Professor Charles R. Kesler, head of the Salvatori Center and The Claremont Review of Books, wrote a piece for Real Clear Politics. (Hat tip: David Dreshfield)
Kesler highlights the contrasts between conservatives and liberals, presumably in preparation for the talk Bill Kristol's giving at the Ath. (Remember, Kristol has connections with the Salvatori Center.) Liberals, Kesler says, have gotten so enamored with change that they have ignored substance.

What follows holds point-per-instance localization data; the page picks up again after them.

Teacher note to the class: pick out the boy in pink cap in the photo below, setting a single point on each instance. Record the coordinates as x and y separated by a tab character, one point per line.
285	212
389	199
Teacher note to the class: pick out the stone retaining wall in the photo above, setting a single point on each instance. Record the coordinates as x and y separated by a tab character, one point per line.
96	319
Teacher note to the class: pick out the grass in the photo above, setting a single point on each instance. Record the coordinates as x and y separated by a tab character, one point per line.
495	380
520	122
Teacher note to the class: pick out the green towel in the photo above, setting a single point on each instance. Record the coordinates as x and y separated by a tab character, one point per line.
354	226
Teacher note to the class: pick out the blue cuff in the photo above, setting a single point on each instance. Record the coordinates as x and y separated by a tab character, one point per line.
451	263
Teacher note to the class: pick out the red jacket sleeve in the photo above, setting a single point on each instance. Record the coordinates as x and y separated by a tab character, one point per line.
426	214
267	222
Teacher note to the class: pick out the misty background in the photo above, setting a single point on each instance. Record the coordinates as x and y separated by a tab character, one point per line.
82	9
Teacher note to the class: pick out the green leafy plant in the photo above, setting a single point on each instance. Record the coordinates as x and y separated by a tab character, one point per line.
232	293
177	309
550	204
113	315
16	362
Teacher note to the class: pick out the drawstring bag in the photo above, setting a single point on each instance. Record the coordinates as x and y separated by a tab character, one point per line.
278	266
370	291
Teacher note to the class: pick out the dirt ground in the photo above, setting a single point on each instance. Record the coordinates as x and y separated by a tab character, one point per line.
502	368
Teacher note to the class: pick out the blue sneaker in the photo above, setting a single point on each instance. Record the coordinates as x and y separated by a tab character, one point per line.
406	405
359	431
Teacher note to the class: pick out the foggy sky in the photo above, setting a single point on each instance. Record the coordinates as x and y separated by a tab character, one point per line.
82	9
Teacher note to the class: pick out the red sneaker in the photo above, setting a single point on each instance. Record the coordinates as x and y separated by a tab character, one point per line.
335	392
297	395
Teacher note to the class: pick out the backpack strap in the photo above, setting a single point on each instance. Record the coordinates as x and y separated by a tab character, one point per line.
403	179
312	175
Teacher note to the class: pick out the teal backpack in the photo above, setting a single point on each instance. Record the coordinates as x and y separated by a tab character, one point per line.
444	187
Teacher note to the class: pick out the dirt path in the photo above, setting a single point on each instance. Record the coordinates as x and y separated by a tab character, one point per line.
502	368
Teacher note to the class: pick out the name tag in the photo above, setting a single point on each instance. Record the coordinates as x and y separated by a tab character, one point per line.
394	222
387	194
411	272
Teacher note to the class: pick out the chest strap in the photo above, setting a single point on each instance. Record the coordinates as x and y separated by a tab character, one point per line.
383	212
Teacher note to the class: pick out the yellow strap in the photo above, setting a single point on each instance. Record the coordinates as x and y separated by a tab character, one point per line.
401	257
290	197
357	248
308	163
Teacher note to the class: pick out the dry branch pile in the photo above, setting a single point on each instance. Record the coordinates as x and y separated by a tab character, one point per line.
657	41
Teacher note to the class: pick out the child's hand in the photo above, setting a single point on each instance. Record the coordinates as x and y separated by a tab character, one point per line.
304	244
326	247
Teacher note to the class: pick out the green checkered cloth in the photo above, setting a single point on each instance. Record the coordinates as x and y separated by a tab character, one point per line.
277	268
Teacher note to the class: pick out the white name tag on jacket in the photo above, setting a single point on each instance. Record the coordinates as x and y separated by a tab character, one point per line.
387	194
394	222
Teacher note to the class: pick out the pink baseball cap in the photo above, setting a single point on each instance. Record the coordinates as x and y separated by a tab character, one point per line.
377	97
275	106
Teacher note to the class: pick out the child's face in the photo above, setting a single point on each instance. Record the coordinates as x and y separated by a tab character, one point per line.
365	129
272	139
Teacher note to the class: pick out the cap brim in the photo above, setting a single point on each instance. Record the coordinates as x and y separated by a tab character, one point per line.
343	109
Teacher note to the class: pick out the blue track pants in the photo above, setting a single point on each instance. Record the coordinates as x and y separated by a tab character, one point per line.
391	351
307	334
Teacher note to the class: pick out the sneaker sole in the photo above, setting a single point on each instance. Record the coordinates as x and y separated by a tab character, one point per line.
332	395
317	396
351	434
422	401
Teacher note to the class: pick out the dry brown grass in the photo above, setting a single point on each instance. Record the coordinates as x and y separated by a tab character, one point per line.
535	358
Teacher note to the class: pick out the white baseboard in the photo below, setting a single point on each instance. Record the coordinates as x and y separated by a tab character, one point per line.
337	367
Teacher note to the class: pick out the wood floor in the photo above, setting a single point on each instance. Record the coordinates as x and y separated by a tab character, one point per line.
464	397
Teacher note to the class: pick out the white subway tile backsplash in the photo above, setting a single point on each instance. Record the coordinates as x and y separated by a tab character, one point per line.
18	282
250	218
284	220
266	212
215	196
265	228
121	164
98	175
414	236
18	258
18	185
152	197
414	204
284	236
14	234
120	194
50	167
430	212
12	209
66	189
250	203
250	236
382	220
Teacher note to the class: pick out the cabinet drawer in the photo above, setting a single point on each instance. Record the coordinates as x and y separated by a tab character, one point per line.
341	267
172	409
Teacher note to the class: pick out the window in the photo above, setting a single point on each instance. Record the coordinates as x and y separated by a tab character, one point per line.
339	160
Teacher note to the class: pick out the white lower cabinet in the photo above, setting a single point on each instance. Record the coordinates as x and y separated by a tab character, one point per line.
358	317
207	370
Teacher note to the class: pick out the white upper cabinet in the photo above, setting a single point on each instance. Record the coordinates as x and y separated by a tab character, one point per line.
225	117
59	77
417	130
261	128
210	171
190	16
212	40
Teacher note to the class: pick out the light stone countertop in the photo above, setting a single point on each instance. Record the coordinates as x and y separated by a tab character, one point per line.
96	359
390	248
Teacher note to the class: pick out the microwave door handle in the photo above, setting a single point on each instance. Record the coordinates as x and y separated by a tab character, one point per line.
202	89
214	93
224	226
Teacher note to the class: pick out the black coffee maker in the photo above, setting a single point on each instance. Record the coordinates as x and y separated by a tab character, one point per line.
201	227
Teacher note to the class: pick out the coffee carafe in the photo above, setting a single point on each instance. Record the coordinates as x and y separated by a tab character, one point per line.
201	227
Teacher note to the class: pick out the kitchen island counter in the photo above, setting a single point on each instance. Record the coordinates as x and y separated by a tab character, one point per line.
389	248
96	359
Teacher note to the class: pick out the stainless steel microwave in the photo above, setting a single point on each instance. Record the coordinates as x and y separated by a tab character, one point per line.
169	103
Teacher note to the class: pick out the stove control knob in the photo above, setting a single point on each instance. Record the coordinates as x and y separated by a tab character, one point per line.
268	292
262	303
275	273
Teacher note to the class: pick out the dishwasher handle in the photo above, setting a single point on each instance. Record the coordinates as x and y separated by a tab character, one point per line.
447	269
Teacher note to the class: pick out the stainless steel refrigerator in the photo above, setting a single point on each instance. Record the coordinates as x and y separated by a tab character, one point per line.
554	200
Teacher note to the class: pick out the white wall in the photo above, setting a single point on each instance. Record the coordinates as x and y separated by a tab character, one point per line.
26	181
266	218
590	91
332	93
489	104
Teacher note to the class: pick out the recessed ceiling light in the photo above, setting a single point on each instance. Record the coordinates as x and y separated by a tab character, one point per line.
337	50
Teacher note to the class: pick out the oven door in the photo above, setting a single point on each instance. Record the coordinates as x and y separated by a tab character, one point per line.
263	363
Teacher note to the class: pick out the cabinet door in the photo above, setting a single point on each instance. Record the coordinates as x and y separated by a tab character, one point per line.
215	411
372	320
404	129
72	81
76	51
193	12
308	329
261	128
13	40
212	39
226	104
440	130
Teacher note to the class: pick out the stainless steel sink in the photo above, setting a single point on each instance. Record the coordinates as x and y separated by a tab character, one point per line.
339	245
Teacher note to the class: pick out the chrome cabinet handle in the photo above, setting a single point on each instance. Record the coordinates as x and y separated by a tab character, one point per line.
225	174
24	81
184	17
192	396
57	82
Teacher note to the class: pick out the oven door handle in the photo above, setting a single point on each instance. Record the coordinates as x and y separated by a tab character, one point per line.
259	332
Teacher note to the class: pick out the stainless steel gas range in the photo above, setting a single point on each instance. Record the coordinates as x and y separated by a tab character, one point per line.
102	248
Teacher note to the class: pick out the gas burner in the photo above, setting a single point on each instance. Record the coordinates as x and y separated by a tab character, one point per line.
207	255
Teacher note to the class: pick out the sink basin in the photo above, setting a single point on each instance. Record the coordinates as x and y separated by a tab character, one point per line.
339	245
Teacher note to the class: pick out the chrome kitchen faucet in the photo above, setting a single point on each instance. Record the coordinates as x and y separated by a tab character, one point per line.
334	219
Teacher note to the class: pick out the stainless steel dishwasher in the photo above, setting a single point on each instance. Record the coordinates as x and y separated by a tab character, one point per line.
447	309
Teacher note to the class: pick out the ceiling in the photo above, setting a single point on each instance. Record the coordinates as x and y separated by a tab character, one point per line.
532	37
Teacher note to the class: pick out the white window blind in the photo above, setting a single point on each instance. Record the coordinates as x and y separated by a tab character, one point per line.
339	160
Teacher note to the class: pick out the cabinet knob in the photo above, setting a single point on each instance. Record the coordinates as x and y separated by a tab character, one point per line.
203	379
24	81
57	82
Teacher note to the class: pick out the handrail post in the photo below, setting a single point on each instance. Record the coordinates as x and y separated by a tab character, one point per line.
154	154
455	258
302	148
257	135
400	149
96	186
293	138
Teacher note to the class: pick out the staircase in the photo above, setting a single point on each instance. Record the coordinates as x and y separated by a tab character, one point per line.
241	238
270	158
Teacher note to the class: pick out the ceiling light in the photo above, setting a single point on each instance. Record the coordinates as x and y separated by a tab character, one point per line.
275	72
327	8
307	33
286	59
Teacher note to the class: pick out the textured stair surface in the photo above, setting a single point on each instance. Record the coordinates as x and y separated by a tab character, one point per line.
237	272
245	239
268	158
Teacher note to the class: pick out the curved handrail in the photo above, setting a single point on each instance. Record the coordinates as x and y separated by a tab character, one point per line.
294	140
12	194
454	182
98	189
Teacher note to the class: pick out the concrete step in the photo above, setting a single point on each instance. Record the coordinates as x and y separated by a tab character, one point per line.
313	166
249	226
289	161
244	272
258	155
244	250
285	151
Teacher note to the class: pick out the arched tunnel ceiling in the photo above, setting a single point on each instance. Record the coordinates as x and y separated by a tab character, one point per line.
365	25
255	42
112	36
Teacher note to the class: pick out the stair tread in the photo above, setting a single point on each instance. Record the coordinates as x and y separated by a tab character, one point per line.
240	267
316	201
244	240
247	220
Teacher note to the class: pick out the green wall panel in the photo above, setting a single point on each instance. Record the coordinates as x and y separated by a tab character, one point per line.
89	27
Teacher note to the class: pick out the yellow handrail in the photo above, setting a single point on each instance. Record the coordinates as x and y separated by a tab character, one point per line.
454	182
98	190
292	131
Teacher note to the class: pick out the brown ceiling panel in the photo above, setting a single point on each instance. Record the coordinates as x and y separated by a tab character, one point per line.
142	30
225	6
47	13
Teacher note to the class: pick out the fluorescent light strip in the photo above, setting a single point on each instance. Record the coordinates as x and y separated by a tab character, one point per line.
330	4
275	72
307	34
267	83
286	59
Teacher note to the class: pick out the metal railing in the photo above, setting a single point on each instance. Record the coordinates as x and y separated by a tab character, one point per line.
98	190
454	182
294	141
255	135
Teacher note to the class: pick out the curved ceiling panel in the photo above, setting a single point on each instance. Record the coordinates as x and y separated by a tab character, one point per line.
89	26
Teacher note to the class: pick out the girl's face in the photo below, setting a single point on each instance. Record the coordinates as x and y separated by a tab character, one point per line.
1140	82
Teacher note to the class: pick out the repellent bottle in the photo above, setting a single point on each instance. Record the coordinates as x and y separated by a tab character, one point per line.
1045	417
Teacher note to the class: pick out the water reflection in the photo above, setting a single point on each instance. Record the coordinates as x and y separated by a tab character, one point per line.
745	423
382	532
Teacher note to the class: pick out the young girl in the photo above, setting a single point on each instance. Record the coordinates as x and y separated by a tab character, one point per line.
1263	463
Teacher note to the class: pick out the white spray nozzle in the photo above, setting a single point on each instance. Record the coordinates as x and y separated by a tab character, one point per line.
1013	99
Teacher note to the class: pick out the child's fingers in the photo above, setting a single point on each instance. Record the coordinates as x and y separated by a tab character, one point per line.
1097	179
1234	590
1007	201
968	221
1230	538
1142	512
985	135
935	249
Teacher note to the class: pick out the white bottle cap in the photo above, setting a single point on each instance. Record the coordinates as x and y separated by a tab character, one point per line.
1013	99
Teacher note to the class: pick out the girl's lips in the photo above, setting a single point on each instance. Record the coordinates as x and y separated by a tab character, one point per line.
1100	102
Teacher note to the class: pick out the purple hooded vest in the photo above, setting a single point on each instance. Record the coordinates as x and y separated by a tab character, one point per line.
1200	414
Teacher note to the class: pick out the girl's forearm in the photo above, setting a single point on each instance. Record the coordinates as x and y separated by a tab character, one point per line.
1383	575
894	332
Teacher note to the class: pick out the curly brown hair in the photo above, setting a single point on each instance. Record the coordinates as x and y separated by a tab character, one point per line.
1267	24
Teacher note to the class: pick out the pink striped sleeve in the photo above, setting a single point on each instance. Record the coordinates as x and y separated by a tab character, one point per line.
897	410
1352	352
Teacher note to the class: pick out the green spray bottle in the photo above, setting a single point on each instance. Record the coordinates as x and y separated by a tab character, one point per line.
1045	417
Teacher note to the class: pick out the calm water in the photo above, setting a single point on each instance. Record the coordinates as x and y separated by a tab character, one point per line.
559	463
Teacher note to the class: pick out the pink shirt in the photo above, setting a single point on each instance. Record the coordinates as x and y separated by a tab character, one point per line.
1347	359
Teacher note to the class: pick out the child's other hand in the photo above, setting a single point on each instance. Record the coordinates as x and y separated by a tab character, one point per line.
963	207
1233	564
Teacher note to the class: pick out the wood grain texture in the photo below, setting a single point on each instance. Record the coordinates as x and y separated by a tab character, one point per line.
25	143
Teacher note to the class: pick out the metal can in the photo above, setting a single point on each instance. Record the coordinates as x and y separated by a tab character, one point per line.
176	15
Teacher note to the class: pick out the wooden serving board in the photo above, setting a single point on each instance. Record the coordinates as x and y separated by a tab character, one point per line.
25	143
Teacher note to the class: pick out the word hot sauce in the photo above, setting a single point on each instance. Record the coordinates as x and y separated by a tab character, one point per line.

Modern liberals, in other words, like to obscure the difference between change and improvement. Marketing executives like to instill the same confusion when they trumpet new needs and products. A change can be for better or worse. If you keep that in mind, you will be disposed to weigh proposed changes, to deliberate about their advantages and disadvantages. That will eventually make you a conservative, not in the prevailing political sense necessarily, but in the prudential sense of someone who wishes to preserve the goodness of existing arrangements against the changes (or so-called improvements) that actually make things worse, and sometimes even against real improvements whose attendant costs are too high.People from the Left believe that the desire for change is so behind them that they will be arrogant and ultimately overplay their hand much the same way they overplayed the 2006 mid-term elections. Do Americans want change? Absolutely. But Americans only want certain things to change and most of that change, contrary to the wishes of our Democrat friends, will be provided with Bush's departure.